Emerge inizialmente il senso del film come atto di analisi – soggettiva e oggettiva – di un moto continuo della comprensione. Ciò coinvolge l’ambito più complesso della realtà, quello che mette in comunicazione l’ambiente con la narrazione, su cui un diverso approccio conoscitivo e cognitivo può approfondire la spazialità creata dalla sceneggiatura e la libertà con cui la macchina da presa indaga ciò che sta a fondo campo. Nella composizione del torrenziale Streetscapes già emergeva l’attenzione (e l’attrazione) dello stesso Emigholz a un rapporto umano con la forma e con le forme, con il paesaggio e con il linguaggio, con il suono e con l’immagine. Qui invece la forma dello sguardo, e la sua interpretazione, si pongono in direzione di una topografia onirica delle anime che disegnano il mondo. Una visione che supera la staticità delle cose per privilegiare il movimento e la riflessione, il potere della domanda (di ogni domanda) che compone le cose.
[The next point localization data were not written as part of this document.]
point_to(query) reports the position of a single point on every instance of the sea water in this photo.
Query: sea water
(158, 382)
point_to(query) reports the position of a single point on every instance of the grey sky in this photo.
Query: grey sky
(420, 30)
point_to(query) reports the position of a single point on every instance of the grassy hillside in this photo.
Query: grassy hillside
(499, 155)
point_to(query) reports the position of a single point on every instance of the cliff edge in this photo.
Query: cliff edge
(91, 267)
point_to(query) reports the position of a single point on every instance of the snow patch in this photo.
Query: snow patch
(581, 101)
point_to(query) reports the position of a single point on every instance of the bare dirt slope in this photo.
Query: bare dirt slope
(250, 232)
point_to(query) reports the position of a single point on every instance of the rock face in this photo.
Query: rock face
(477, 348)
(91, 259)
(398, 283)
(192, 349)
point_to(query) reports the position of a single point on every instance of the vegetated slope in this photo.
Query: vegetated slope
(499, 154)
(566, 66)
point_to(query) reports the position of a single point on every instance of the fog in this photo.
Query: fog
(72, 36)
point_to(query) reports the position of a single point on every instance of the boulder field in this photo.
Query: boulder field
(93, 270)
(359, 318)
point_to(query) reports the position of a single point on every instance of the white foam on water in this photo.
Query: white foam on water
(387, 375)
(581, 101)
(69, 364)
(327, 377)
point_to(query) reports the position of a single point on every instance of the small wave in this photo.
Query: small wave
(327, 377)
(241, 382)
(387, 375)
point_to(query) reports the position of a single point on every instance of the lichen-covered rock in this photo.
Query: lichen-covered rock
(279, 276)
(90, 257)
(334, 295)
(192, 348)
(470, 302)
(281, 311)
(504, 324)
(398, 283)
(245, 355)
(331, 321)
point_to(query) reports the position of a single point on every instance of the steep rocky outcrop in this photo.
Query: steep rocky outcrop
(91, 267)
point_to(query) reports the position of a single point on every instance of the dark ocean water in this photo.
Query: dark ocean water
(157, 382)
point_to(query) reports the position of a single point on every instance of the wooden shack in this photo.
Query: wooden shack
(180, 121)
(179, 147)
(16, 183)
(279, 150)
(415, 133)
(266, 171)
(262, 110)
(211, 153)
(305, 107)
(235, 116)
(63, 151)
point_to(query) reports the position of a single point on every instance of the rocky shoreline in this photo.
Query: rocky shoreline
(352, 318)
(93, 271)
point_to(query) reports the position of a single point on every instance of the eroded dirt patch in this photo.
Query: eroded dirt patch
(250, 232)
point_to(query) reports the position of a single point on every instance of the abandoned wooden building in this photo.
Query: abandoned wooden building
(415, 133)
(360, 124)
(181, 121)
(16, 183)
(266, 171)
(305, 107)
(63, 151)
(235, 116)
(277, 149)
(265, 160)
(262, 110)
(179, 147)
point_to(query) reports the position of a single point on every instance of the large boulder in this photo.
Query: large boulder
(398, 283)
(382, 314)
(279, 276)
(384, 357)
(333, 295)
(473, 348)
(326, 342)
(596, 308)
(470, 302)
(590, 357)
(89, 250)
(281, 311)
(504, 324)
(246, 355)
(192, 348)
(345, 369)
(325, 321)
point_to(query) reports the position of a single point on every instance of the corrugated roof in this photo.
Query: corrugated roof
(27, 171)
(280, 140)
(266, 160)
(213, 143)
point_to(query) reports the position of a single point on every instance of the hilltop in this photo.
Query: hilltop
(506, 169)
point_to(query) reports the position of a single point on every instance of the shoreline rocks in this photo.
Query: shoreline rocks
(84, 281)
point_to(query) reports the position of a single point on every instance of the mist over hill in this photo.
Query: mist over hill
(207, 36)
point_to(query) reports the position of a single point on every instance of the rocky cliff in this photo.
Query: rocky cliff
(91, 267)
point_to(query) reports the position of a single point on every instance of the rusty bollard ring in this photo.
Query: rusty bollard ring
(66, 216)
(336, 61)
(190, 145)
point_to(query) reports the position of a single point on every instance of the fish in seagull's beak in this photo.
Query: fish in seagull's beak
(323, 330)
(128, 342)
Die Letzte Stadt è un lavoro particolarissimo – essenzialmente unico nella sua sterminata filmografia – di impossibile decodifica tra l’intuizione e la pulsione, dove la superficie del reale cerca di diventare intellegibile allo sguardo liberando così tutta la sua profondità enigmatica. Non esiste ideologia provvisoria nel geniale intellettuale tedesco, ma solo continua sperimentazione sul campo di una rivoluzione continua, dell’intelletto come dell’ambiente, con la rottura di ogni tabù possibile ancora nell’oggi. Il controcampo ideale dell’ascetismo di Years of Construction è dunque forse proprio questo, sempre nell’ottica di una compenetrazione continua di un’interfaccia fra il pensiero personale e il mondo esterno. Non c’è alcuna possibile disparità fenomenologica fra loro, negarlo sarebbe come negare ogni possibile nostra comprensione di senso.